El proyecto fue seleccionado en la convocatoria PostBrossa 2025-2026 para la producción y exhibición de instalaciones artísticas visuales de carácter híbrido. Esta convocatoria ofrece la exhibición y recursos para producción a proyectos que siguen “el gesto Brossa”, en este caso una crítica, no exento de ironía, a las estructuras de poder ya las múltiples instituciones, incluso la artística.
Los cuerpos del funcionariado

Este proyecto nace como dispositivo epistemológico y estético para desmontar la ontología invisible del poder funcionarial. En palabras de Tanit Plana“no se trata de hacer una crítica banal al funcionariado como estructura laboral, sino de visibilizar los cuerpos que habitan, que sufren, que imponen y que están impuestos. Quiero hablar del funcionario como sujeto paradójico: a la vez máscara y máquina del Estado-nación, y sujeto con deseo, con trauma, con historia somática”.

En este sentido, la propuesta quiere exponer la violencia normativa que el Estado ejerce sobre sus propios cuerpos trabajadores: la reducción del deseo a productividad, la codificación del cariño como burocracia, la sustitución de la voz por el protocolo. Pero también quiere denunciar la inversión de esta violencia: como ese mismo cuerpo funcionarial —como extensión orgánica del aparato estatal— opera sobre el cuerpo civil, le vigila, lo regula, lo sanciona.

Inteligencia artificial y monumentalidad

La exposición se despliega en una gran instalación formada por imágenes creadas con inteligencia artificial que reproducen la iconografía del trabajo administrativo, y que están acompañadas de objetos reales o creados provenientes de espacios de trabajo del funcionario: separadores de mesas de oficinas, manuales, estatutos, una mesa de auto, dentro de la papel de tonners y timbres, para perpetuar el control de los cuerpos”.
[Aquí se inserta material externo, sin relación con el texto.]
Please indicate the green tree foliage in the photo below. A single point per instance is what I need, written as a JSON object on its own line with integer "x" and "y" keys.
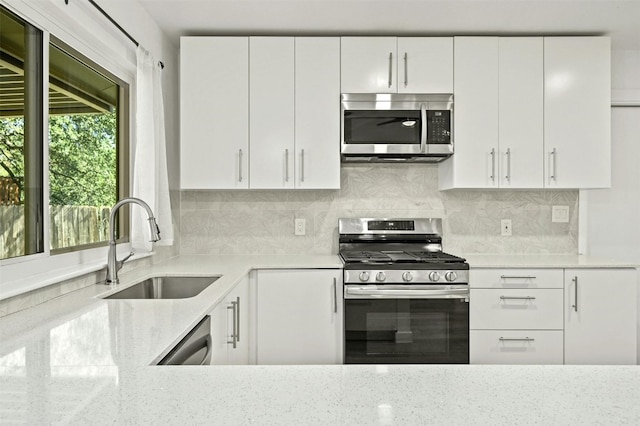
{"x": 82, "y": 157}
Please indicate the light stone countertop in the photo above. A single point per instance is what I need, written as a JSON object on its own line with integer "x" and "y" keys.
{"x": 543, "y": 261}
{"x": 80, "y": 359}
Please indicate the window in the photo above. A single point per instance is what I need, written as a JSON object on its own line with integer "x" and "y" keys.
{"x": 21, "y": 137}
{"x": 87, "y": 144}
{"x": 87, "y": 106}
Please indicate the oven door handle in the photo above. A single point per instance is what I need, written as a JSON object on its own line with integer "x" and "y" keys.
{"x": 363, "y": 293}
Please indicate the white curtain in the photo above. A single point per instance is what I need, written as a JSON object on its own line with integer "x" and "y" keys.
{"x": 150, "y": 178}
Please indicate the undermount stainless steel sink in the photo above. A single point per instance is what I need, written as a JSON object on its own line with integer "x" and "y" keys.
{"x": 171, "y": 287}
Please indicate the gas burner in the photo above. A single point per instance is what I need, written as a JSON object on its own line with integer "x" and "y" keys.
{"x": 378, "y": 250}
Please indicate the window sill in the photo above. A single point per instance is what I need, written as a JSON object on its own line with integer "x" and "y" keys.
{"x": 42, "y": 280}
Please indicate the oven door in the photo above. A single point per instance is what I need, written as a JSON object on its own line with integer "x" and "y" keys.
{"x": 406, "y": 324}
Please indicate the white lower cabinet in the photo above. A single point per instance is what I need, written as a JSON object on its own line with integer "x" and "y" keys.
{"x": 516, "y": 347}
{"x": 600, "y": 316}
{"x": 299, "y": 318}
{"x": 516, "y": 316}
{"x": 230, "y": 327}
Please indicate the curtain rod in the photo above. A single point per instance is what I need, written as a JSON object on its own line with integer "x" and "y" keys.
{"x": 113, "y": 21}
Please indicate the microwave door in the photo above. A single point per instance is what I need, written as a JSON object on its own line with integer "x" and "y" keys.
{"x": 383, "y": 131}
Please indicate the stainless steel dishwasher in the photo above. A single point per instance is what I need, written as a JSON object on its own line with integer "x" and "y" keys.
{"x": 194, "y": 349}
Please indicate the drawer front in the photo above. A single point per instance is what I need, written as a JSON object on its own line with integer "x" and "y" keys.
{"x": 516, "y": 347}
{"x": 538, "y": 309}
{"x": 516, "y": 278}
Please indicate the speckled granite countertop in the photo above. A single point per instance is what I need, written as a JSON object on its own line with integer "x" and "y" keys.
{"x": 80, "y": 359}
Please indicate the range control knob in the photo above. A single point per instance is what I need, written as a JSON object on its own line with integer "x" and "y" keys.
{"x": 450, "y": 276}
{"x": 407, "y": 276}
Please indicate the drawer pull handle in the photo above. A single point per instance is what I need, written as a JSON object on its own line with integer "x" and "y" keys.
{"x": 517, "y": 298}
{"x": 516, "y": 339}
{"x": 522, "y": 277}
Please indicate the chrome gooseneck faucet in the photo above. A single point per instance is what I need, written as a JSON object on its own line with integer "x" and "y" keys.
{"x": 114, "y": 265}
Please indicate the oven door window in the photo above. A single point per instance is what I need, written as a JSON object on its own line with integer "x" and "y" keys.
{"x": 414, "y": 331}
{"x": 382, "y": 127}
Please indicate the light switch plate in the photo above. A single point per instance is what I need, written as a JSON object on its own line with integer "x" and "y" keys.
{"x": 560, "y": 214}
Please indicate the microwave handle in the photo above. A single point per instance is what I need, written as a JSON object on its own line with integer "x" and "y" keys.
{"x": 423, "y": 136}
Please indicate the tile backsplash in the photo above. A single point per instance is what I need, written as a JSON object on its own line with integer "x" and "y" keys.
{"x": 262, "y": 222}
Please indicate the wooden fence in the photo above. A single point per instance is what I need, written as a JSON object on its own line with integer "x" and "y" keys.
{"x": 70, "y": 226}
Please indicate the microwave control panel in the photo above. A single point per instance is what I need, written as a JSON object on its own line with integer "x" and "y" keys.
{"x": 439, "y": 126}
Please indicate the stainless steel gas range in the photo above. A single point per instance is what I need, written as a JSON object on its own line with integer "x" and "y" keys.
{"x": 406, "y": 301}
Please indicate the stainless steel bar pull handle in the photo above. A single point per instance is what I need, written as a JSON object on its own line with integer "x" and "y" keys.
{"x": 423, "y": 132}
{"x": 335, "y": 295}
{"x": 517, "y": 298}
{"x": 406, "y": 69}
{"x": 493, "y": 164}
{"x": 575, "y": 295}
{"x": 238, "y": 318}
{"x": 286, "y": 165}
{"x": 233, "y": 340}
{"x": 516, "y": 339}
{"x": 523, "y": 277}
{"x": 390, "y": 69}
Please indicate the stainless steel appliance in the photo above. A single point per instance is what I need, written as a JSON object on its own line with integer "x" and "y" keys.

El gran formato que permite la instalación refuerza la tensión entre el público y las imágenes de las funcionarias expuestas y, en palabras del artista, “obliga al cuerpo a posicionarse, a sentirse pequeño, inscrito en una arquitectura de poder que lo supera”. Por su parte, la inteligencia artificial deja de ser sólo una herramienta para el artista y acaba siendo también funcionaria: integrada en la cadena de decisión, asumiendo tareas de control, reproduciendo la gramática del poder con eficiencia mecánica.

Activación de la exposición con Meritxell Soto

El sábado 14 de marzo por la tarde, la DJ Meritxell de Soto realizará una activación site-specific de la exposición a través del critical DJing, una práctica sonora que interviene, desmonta y reprograma los imaginarios institucionales mediante el montaje, la fricción y la recontextualización de materiales sonoros, expandiendo en tiempo real las tensiones.